Die Freiheit im Netz ist wichtig. Und doch muss das Internet endlich allen Regeln des Rechtsstaats unterworfen werden.[…] Erstaunlich ist nicht, dass dieser Kulturkampf jetzt losbricht. Erstaunlich ist in Wahrheit, dass er so lange auf sich warten lassen hat. Wieso hat es fast zwanzig Jahre gedauert, bis öffentlich formuliert wird, was doch eigentlich eine Selbstverständlichkeit ist: dass das Netz kein rechtsfreier Raum ist. Dass im Cyberspace dieselben Gesetze gelten wie in der realen Welt.

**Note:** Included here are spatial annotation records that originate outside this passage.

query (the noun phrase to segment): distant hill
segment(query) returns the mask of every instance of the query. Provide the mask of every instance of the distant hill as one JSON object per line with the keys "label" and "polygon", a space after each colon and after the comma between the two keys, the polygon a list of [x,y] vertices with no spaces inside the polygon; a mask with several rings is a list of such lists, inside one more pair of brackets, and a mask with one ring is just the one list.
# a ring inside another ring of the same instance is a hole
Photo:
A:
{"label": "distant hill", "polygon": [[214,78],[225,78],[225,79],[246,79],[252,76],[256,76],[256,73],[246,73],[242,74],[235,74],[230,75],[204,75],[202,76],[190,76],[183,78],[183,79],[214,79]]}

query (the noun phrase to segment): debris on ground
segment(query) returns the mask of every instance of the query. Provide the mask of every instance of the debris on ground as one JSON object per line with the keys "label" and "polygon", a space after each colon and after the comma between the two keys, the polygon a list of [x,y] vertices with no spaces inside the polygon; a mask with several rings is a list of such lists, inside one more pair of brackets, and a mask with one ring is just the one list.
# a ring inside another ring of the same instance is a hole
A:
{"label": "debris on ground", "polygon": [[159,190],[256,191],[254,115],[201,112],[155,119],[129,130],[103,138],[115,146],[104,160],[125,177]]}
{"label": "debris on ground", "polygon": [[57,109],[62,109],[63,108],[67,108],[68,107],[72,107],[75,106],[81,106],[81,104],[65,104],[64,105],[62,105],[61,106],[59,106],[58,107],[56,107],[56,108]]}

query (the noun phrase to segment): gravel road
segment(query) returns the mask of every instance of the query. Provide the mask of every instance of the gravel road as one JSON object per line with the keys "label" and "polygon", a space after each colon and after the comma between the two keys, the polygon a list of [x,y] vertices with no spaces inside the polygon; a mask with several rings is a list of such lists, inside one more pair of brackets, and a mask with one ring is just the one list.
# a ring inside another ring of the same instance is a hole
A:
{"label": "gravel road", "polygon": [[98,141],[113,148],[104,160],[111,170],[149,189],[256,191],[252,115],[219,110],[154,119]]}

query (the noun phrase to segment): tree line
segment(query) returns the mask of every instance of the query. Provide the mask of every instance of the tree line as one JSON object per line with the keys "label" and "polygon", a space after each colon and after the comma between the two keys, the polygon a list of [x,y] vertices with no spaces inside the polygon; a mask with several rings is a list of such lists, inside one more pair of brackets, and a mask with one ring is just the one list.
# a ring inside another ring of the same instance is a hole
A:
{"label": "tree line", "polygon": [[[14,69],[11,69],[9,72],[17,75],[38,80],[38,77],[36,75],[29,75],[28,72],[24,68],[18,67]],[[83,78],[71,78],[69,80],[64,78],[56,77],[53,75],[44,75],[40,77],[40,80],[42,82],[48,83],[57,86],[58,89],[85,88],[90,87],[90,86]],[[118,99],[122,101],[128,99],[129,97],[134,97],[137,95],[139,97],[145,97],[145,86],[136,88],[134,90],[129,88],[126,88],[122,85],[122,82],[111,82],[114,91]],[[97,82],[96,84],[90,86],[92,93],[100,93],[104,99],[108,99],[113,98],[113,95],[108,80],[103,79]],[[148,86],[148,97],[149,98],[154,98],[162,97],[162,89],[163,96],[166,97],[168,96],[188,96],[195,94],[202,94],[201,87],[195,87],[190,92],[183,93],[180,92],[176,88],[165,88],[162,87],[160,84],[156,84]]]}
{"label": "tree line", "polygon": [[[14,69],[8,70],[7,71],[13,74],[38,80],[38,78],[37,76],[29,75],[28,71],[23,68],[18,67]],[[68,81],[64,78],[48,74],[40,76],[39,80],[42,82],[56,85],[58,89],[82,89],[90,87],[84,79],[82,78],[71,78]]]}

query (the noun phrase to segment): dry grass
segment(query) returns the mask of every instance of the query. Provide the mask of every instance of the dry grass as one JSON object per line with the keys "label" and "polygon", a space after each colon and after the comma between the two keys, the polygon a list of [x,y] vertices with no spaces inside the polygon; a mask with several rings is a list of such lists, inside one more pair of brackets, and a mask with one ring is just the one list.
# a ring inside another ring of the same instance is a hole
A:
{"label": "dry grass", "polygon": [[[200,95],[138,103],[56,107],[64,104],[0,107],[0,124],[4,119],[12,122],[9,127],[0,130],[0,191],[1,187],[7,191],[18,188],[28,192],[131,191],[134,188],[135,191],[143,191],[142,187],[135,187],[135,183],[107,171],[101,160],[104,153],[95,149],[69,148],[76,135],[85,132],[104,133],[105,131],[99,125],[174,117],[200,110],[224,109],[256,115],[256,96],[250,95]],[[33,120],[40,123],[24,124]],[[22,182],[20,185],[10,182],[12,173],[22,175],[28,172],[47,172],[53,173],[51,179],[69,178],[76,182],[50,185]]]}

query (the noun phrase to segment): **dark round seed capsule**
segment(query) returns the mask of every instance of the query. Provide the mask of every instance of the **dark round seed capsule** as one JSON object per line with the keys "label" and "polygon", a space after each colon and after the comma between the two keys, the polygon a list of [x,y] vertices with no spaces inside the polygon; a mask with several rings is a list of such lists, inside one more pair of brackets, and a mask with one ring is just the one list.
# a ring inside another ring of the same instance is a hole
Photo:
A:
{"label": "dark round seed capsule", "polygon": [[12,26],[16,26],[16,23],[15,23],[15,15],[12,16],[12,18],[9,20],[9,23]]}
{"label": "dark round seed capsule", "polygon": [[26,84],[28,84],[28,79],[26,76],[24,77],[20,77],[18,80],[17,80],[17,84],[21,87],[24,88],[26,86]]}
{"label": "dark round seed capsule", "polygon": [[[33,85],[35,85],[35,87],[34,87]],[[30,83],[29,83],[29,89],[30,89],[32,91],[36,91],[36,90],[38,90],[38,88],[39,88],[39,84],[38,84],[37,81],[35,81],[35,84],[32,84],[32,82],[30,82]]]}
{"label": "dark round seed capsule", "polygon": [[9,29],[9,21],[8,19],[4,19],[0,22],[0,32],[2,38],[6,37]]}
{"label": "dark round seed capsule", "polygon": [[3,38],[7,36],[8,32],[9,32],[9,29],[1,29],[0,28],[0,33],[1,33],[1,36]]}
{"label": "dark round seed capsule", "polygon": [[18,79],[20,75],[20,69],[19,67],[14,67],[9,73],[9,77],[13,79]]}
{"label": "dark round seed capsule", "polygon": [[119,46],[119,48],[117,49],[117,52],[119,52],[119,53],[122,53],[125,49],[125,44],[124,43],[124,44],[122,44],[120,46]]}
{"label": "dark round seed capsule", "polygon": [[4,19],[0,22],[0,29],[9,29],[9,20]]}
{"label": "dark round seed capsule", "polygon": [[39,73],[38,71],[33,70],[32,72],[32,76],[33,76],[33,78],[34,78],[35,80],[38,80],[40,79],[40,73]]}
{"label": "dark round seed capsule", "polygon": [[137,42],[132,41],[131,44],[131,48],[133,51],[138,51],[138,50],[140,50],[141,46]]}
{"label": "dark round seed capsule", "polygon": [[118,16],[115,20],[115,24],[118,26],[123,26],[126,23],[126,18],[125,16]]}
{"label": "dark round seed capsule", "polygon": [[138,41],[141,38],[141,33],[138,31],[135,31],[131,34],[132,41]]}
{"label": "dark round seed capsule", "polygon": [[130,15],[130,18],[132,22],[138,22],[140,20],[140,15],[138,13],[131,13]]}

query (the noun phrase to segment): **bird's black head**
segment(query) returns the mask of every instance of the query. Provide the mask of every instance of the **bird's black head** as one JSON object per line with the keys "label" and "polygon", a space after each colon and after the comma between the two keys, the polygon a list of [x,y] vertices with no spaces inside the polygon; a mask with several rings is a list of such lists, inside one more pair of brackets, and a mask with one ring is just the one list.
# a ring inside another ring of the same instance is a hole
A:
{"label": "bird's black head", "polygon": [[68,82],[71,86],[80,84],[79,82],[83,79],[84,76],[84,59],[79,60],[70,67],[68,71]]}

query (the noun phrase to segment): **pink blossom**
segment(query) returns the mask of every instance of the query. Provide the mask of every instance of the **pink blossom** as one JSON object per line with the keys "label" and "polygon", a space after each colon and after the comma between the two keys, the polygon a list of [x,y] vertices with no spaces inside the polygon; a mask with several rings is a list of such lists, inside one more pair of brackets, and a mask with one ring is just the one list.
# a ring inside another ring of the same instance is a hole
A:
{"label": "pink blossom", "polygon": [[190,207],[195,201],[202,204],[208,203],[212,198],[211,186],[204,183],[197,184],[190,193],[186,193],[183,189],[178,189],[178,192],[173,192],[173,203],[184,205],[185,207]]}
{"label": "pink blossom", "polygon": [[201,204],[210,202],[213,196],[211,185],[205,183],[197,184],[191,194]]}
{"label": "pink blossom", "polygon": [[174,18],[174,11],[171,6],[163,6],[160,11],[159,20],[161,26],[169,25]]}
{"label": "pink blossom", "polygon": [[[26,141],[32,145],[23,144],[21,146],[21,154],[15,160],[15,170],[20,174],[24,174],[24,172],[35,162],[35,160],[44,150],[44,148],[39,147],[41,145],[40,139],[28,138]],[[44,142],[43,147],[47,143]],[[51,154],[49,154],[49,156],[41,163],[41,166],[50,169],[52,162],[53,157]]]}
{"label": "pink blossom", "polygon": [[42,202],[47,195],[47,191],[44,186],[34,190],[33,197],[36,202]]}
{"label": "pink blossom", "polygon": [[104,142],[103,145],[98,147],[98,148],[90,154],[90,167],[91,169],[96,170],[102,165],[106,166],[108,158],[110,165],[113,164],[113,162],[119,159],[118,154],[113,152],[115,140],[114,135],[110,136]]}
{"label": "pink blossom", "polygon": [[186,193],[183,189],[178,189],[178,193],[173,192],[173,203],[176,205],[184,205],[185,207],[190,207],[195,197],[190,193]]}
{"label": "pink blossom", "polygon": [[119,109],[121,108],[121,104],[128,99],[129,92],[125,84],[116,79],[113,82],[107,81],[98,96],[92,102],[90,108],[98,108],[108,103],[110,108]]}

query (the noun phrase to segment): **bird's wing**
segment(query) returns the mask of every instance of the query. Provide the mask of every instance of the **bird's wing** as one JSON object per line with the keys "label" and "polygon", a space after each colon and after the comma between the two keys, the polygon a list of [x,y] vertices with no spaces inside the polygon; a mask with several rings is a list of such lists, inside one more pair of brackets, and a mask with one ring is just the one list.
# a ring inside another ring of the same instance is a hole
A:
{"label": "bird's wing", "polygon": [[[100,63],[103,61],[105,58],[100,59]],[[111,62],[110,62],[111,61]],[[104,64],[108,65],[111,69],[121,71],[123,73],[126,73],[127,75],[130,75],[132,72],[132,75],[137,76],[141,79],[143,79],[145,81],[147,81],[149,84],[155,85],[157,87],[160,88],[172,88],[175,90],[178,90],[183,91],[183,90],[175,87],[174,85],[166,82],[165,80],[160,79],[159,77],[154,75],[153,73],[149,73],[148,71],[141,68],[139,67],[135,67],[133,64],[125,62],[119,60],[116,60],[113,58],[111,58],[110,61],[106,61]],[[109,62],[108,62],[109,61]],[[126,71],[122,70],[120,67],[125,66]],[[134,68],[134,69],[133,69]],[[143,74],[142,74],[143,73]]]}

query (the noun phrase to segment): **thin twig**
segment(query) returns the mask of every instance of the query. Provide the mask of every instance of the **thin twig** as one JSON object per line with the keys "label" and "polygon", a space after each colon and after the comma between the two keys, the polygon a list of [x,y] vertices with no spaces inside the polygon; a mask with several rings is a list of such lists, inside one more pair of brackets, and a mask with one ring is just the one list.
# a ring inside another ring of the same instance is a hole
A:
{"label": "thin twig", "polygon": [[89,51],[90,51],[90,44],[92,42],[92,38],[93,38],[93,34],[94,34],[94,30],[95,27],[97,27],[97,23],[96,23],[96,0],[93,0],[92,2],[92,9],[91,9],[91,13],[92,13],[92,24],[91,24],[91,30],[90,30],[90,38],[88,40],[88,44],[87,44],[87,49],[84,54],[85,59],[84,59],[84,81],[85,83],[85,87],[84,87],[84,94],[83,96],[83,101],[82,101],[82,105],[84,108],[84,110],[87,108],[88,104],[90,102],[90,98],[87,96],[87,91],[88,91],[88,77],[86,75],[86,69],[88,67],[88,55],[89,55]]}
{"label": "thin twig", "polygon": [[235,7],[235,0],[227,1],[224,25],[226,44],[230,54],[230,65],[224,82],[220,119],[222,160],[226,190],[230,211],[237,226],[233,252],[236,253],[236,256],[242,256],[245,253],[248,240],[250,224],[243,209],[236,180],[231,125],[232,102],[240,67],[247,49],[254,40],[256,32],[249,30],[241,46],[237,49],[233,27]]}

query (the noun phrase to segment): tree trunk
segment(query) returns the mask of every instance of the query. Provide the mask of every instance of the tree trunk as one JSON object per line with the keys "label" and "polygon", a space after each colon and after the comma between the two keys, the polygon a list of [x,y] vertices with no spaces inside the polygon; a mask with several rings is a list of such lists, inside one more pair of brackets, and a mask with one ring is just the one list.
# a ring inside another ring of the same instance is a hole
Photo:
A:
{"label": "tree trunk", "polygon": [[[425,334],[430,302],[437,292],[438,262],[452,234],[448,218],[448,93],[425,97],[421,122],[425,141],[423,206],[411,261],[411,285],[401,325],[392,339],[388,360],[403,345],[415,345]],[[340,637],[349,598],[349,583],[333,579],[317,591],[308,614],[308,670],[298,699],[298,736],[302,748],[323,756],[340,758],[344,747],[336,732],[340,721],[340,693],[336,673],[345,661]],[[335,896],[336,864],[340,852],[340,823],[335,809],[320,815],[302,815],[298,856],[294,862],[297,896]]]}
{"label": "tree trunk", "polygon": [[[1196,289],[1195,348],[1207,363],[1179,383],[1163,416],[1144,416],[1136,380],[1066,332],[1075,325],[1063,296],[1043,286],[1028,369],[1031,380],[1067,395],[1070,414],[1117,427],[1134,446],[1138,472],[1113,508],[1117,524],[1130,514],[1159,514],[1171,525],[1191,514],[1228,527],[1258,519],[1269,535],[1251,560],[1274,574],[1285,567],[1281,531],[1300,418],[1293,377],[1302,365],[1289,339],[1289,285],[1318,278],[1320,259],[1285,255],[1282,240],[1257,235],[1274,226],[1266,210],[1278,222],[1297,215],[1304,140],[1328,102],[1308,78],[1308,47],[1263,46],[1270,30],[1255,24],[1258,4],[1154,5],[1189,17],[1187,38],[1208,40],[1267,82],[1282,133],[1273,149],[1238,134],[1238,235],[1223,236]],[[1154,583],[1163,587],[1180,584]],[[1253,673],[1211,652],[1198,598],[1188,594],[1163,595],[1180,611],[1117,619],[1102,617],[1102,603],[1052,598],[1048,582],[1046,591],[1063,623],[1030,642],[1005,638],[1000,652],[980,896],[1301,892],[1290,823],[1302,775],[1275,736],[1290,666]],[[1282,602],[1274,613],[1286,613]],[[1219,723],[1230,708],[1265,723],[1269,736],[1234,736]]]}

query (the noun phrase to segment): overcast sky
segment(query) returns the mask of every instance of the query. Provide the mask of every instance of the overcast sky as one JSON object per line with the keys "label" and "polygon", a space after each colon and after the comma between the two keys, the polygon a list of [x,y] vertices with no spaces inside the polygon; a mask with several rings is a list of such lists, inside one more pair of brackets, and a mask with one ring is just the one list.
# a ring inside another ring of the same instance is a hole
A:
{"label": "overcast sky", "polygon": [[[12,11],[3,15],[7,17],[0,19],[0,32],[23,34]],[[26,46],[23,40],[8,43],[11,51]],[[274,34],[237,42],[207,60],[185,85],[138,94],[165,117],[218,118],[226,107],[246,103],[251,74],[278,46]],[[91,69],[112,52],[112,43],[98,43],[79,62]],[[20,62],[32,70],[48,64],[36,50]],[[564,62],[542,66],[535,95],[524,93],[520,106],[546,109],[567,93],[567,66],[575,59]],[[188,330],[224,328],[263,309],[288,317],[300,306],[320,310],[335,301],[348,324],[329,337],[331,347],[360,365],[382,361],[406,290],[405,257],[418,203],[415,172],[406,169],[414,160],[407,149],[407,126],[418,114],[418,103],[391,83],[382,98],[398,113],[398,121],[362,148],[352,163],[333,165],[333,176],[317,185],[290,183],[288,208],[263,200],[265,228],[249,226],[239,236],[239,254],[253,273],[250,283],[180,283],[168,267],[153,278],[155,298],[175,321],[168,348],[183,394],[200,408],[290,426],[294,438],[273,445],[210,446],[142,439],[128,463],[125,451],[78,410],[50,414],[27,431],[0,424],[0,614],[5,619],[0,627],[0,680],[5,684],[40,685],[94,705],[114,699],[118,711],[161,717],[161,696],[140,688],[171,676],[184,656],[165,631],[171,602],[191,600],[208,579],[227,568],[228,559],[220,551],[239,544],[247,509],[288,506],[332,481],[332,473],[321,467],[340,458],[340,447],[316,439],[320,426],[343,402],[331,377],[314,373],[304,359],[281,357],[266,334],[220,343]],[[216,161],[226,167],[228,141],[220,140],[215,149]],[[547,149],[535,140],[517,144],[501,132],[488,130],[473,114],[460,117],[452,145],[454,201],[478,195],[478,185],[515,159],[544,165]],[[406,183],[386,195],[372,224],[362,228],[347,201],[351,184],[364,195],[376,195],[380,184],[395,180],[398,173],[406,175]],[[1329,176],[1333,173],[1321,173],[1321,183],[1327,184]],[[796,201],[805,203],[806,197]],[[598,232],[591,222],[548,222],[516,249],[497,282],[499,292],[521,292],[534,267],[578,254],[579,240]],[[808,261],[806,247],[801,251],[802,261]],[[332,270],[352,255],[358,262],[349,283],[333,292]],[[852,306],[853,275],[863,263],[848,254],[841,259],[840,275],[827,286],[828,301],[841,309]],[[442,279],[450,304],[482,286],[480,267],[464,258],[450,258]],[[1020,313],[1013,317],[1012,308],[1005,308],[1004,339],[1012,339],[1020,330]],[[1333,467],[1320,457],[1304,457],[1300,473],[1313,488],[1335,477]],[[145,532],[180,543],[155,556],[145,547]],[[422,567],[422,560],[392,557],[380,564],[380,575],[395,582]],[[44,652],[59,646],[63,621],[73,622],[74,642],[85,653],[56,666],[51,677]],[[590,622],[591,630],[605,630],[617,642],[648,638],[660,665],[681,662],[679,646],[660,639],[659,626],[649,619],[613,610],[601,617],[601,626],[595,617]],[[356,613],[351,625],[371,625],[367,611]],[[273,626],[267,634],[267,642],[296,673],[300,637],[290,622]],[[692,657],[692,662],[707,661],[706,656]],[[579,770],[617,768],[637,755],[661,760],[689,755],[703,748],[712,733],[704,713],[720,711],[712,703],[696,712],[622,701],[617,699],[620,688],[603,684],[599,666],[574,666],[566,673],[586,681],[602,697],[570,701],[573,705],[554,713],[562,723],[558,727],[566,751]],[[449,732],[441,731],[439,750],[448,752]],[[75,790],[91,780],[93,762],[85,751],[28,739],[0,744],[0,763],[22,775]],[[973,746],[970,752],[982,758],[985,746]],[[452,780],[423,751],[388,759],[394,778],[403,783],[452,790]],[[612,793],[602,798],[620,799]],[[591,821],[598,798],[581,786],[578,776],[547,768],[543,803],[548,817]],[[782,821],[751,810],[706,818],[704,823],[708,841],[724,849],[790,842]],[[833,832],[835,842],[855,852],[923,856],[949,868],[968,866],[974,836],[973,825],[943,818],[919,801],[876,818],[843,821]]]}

Ich bin momentan etwas müde, immer wieder aufs neue die Debatten-Beiträge älterer Menschen zu kommentieren, die jetzt das Internet entdecken und empört rufen: Das Internet darf aber kein rechtsfreier Raum sein. Deshalb freue ich mich, dass sowohl Falk Lüke (Eine Parabel für Heinrich Wefing) als auch Marcel Weiss (Die unerträgliche Seichtigkeit der deutschen Internet-Debatte) den Beitrag schon passend kommentiert haben.